Today, EPA has proposed a rule on the National Ambient Air Quality Standards (NAAQS) for particulate matter (PM) that is yet another example of the Trump EPA failing to honor its core mission—to promote the American people’s public health. And in a time of a serious pandemic threatening the respiratory systems of millions of Americans, this proposal is even more dangerous.
First off, the proposal fails to keep pace with advances in scientific research. Far from promoting public health, EPA proposes not to strengthen the NAAQS despite strong new scientific evidence that the existing standards, which have not been updated since 2012, are not adequate to protect public health with the adequate margin of safety required by the Clean Air Act.
EPA’s own Integrated Science Assessment and Policy Assessment findings for fine particulate matter, which are supposed to support the standards, are based on the latest scientific knowledge on the effects of PM, as put together by the career staff at EPA, and indicate severe health impacts at PM2.5 concentrations below the current annual average standard of 12 µg/m3. EPA’s career staff acknowledged this research and indeed, recommended an annual average standard as low as 8 µg/m3.

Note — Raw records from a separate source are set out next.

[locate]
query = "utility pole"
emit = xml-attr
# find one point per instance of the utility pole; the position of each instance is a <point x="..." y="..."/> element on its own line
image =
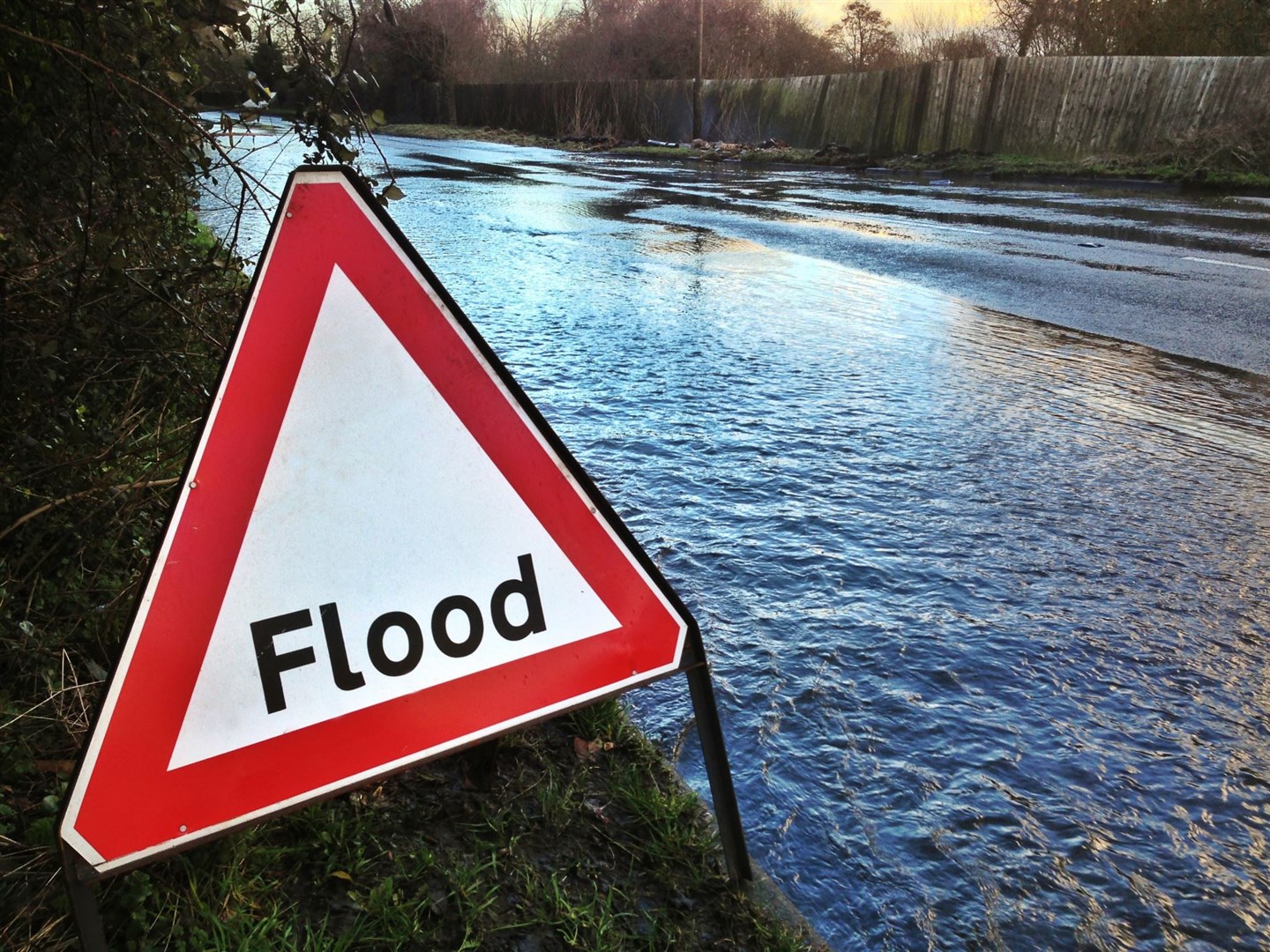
<point x="696" y="83"/>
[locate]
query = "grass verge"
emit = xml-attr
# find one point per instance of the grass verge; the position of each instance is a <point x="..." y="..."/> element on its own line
<point x="572" y="834"/>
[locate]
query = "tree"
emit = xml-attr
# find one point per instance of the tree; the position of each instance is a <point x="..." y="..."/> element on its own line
<point x="863" y="37"/>
<point x="117" y="312"/>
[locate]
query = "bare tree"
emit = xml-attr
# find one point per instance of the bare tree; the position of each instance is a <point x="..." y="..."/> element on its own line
<point x="934" y="33"/>
<point x="865" y="37"/>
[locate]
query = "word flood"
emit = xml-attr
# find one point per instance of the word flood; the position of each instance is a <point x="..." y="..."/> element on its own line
<point x="470" y="631"/>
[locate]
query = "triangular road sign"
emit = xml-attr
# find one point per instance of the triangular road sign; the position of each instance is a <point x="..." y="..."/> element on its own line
<point x="380" y="553"/>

But even as the uncertainty surrounding harmful health effects due to low concentrations of PM2.5 has been continuously reduced, and EPA has noted the “absence of a discernible threshold” for health impacts, the political decisionmakers at the Agency have determined that the standard issued in 2012 is good enough. This dismissal of the latest scientific knowledge is unconscionable, and patently ignores the overarching statutory requirement to promote public health.

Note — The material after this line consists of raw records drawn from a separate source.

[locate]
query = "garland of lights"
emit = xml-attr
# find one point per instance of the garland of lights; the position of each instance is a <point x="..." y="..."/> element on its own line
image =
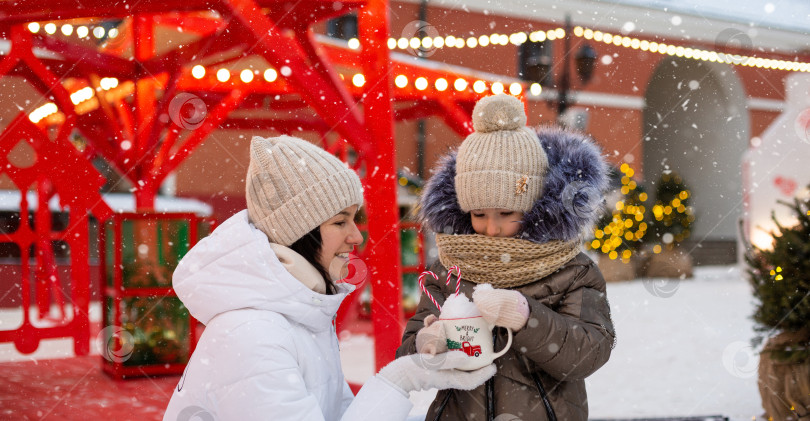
<point x="450" y="41"/>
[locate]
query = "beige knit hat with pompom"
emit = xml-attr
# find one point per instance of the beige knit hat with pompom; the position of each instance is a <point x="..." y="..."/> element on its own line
<point x="501" y="164"/>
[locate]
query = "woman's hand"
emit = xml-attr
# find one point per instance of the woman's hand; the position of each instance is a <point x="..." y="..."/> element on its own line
<point x="501" y="307"/>
<point x="431" y="339"/>
<point x="424" y="371"/>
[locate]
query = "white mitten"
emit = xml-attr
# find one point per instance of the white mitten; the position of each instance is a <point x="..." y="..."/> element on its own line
<point x="431" y="339"/>
<point x="424" y="371"/>
<point x="501" y="307"/>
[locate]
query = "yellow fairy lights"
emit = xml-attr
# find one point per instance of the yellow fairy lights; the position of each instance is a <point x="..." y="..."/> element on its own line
<point x="777" y="274"/>
<point x="519" y="38"/>
<point x="627" y="225"/>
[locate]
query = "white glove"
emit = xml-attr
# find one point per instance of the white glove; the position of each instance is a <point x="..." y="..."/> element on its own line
<point x="431" y="339"/>
<point x="425" y="371"/>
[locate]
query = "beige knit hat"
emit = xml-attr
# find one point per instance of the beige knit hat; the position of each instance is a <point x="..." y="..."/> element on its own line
<point x="501" y="164"/>
<point x="293" y="186"/>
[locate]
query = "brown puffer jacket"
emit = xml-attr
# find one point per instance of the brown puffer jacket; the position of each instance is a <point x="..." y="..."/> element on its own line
<point x="568" y="336"/>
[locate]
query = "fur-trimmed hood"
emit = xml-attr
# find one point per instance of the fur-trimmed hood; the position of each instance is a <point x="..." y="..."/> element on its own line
<point x="572" y="198"/>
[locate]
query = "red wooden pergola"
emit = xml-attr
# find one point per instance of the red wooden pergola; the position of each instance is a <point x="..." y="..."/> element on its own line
<point x="163" y="105"/>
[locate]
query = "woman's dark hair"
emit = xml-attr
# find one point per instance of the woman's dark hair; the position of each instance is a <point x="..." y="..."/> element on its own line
<point x="309" y="246"/>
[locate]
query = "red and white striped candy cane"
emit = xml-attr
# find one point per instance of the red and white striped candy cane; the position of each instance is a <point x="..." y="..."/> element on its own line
<point x="458" y="277"/>
<point x="422" y="285"/>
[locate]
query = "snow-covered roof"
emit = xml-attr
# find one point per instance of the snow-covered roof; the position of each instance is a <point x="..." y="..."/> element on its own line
<point x="118" y="202"/>
<point x="764" y="25"/>
<point x="789" y="15"/>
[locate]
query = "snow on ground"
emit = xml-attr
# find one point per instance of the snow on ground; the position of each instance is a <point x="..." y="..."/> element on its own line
<point x="683" y="349"/>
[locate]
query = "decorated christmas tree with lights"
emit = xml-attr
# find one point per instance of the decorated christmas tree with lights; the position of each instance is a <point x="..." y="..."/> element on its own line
<point x="619" y="233"/>
<point x="672" y="216"/>
<point x="781" y="280"/>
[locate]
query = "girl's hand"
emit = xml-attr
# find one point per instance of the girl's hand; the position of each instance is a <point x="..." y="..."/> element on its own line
<point x="501" y="307"/>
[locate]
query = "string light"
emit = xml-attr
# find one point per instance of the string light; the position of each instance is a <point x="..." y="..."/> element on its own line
<point x="270" y="75"/>
<point x="44" y="111"/>
<point x="519" y="38"/>
<point x="460" y="84"/>
<point x="198" y="72"/>
<point x="108" y="83"/>
<point x="81" y="95"/>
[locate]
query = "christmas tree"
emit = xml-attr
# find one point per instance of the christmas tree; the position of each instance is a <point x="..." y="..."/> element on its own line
<point x="672" y="215"/>
<point x="620" y="232"/>
<point x="781" y="281"/>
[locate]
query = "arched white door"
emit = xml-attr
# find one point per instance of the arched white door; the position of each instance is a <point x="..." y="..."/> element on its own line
<point x="696" y="124"/>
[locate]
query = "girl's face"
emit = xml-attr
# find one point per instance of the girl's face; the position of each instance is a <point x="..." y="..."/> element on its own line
<point x="495" y="222"/>
<point x="339" y="235"/>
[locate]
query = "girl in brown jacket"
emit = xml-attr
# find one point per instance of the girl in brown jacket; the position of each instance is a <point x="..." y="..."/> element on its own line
<point x="510" y="209"/>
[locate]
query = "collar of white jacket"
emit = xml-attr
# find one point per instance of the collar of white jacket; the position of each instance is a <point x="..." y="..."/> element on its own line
<point x="236" y="267"/>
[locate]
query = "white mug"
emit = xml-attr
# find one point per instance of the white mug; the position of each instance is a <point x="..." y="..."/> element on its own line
<point x="473" y="335"/>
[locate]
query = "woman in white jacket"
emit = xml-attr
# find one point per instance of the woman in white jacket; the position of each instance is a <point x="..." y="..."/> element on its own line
<point x="262" y="283"/>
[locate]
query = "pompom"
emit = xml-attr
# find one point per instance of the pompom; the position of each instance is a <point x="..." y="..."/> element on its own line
<point x="498" y="112"/>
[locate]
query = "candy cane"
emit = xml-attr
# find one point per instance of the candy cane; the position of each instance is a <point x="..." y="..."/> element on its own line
<point x="422" y="284"/>
<point x="458" y="278"/>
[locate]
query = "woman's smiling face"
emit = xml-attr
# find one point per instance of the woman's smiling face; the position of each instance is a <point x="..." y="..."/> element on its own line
<point x="496" y="222"/>
<point x="339" y="236"/>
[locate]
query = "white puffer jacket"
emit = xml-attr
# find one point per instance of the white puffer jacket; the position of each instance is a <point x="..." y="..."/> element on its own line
<point x="269" y="350"/>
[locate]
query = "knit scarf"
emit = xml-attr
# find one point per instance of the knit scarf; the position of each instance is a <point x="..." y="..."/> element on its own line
<point x="503" y="262"/>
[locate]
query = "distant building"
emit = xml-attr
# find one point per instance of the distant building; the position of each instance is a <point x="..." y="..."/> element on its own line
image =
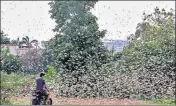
<point x="117" y="45"/>
<point x="18" y="50"/>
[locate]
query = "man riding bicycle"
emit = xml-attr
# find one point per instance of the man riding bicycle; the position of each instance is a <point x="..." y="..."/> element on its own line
<point x="41" y="86"/>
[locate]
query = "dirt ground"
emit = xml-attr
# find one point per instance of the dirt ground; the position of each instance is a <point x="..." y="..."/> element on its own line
<point x="21" y="100"/>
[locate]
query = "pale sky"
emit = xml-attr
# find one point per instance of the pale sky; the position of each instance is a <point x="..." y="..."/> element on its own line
<point x="119" y="18"/>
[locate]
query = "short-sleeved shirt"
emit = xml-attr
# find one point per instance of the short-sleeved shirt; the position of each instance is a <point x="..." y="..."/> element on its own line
<point x="40" y="82"/>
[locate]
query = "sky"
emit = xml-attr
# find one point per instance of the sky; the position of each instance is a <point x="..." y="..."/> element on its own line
<point x="31" y="18"/>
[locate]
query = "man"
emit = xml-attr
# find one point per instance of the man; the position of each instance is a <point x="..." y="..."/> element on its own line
<point x="41" y="86"/>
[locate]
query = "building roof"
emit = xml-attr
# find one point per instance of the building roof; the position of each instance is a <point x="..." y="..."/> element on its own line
<point x="8" y="44"/>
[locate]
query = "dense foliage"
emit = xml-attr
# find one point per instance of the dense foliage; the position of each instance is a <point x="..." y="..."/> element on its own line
<point x="77" y="46"/>
<point x="9" y="62"/>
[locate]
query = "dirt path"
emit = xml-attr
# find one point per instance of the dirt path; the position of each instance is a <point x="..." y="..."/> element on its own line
<point x="74" y="101"/>
<point x="21" y="100"/>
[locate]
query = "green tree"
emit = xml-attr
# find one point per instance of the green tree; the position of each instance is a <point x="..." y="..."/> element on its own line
<point x="78" y="45"/>
<point x="9" y="63"/>
<point x="151" y="54"/>
<point x="29" y="42"/>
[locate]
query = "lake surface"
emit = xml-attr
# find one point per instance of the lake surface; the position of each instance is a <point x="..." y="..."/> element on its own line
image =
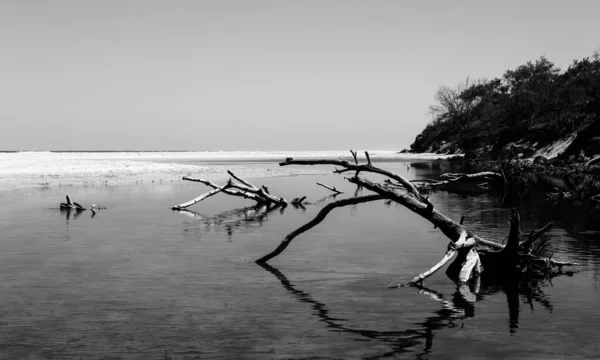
<point x="139" y="281"/>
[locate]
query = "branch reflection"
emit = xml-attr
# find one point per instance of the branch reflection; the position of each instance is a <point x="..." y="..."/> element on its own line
<point x="233" y="220"/>
<point x="459" y="306"/>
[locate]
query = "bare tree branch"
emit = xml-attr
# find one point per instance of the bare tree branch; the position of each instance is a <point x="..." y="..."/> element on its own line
<point x="314" y="222"/>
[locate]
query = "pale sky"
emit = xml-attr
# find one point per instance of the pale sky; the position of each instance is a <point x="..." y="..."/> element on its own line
<point x="258" y="75"/>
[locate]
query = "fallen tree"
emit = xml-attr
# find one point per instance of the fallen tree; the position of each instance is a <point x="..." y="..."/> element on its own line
<point x="473" y="253"/>
<point x="241" y="188"/>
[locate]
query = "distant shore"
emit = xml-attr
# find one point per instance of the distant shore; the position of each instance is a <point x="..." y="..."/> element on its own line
<point x="19" y="170"/>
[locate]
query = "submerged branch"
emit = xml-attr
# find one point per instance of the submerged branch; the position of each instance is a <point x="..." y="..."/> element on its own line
<point x="314" y="222"/>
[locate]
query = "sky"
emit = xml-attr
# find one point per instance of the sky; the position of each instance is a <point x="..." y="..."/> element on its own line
<point x="259" y="75"/>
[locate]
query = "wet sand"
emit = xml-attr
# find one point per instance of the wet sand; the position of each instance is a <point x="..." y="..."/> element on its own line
<point x="46" y="169"/>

This EPA has also rushed the proposal—truncating the NAAQS review process by reducing opportunities for public review and comment and refusing to provide second drafts for external review. EPA also reduced the expertise for external review of the science and policy documents by disbanding a panel of 28 additional experts chosen to assist the Clean Air Scientific Advisory Committee (CASAC) in its review and deliberations.

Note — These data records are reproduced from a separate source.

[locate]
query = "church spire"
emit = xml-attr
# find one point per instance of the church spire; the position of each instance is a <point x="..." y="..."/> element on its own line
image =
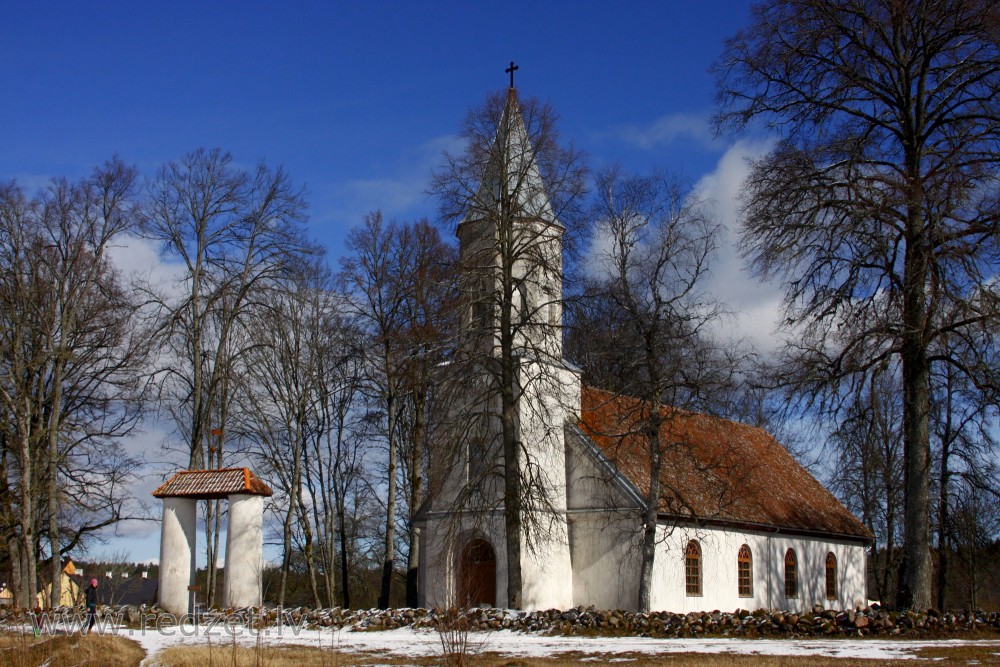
<point x="510" y="70"/>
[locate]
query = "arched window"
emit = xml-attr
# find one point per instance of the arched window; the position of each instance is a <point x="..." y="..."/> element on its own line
<point x="831" y="576"/>
<point x="692" y="568"/>
<point x="791" y="574"/>
<point x="744" y="572"/>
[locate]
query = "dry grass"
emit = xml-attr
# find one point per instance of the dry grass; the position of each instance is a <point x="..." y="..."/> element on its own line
<point x="26" y="650"/>
<point x="227" y="656"/>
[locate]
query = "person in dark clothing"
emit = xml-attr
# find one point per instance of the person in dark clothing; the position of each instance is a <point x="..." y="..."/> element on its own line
<point x="90" y="594"/>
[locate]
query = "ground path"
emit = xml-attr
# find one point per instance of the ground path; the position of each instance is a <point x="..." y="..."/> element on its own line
<point x="407" y="642"/>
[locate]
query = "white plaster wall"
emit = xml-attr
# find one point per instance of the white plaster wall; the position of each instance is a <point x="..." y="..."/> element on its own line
<point x="551" y="392"/>
<point x="244" y="551"/>
<point x="605" y="560"/>
<point x="719" y="571"/>
<point x="177" y="553"/>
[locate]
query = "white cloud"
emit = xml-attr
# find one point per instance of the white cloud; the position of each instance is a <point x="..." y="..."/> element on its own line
<point x="669" y="128"/>
<point x="403" y="192"/>
<point x="139" y="258"/>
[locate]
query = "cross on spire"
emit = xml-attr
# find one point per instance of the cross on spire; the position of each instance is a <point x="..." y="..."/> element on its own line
<point x="510" y="70"/>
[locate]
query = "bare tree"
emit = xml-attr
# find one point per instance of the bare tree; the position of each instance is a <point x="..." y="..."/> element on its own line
<point x="338" y="454"/>
<point x="237" y="234"/>
<point x="374" y="275"/>
<point x="71" y="372"/>
<point x="428" y="329"/>
<point x="656" y="242"/>
<point x="868" y="474"/>
<point x="878" y="206"/>
<point x="515" y="195"/>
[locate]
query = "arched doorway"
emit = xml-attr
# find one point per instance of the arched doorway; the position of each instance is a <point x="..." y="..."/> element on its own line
<point x="477" y="574"/>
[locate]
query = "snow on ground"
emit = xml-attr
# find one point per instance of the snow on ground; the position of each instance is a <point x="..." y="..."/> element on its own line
<point x="407" y="642"/>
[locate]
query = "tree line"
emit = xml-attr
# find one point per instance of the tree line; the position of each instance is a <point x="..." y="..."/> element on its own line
<point x="347" y="385"/>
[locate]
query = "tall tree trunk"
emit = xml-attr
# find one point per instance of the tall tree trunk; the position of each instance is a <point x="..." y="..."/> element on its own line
<point x="943" y="505"/>
<point x="309" y="553"/>
<point x="652" y="501"/>
<point x="55" y="569"/>
<point x="416" y="493"/>
<point x="28" y="583"/>
<point x="915" y="589"/>
<point x="390" y="509"/>
<point x="345" y="580"/>
<point x="512" y="502"/>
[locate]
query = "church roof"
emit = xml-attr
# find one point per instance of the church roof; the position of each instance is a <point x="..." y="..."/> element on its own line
<point x="206" y="484"/>
<point x="715" y="470"/>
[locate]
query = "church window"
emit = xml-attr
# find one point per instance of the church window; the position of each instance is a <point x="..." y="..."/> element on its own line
<point x="525" y="302"/>
<point x="553" y="308"/>
<point x="692" y="568"/>
<point x="831" y="576"/>
<point x="791" y="574"/>
<point x="744" y="567"/>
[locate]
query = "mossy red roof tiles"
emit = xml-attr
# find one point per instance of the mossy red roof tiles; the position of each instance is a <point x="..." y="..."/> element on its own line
<point x="714" y="470"/>
<point x="203" y="484"/>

The policy position was also developed before the scientific assessment was even complete. “That’s a clear case of putting the cart before the horse and calls into question whether the final proposal is truly science-based,” said Hayden Hashimoto, attorney with CATF. “Basing the NAAQS on the latest science is not only required by statute, but would provide valuable public health benefits and lessen the already huge burden on our health care system by reducing the number of asthma attacks, heart attacks, and premature mortality. EPA must withdraw this rule and replace it with a proposal that tightens the standards to be consistent with the latest scientific knowledge,” he said.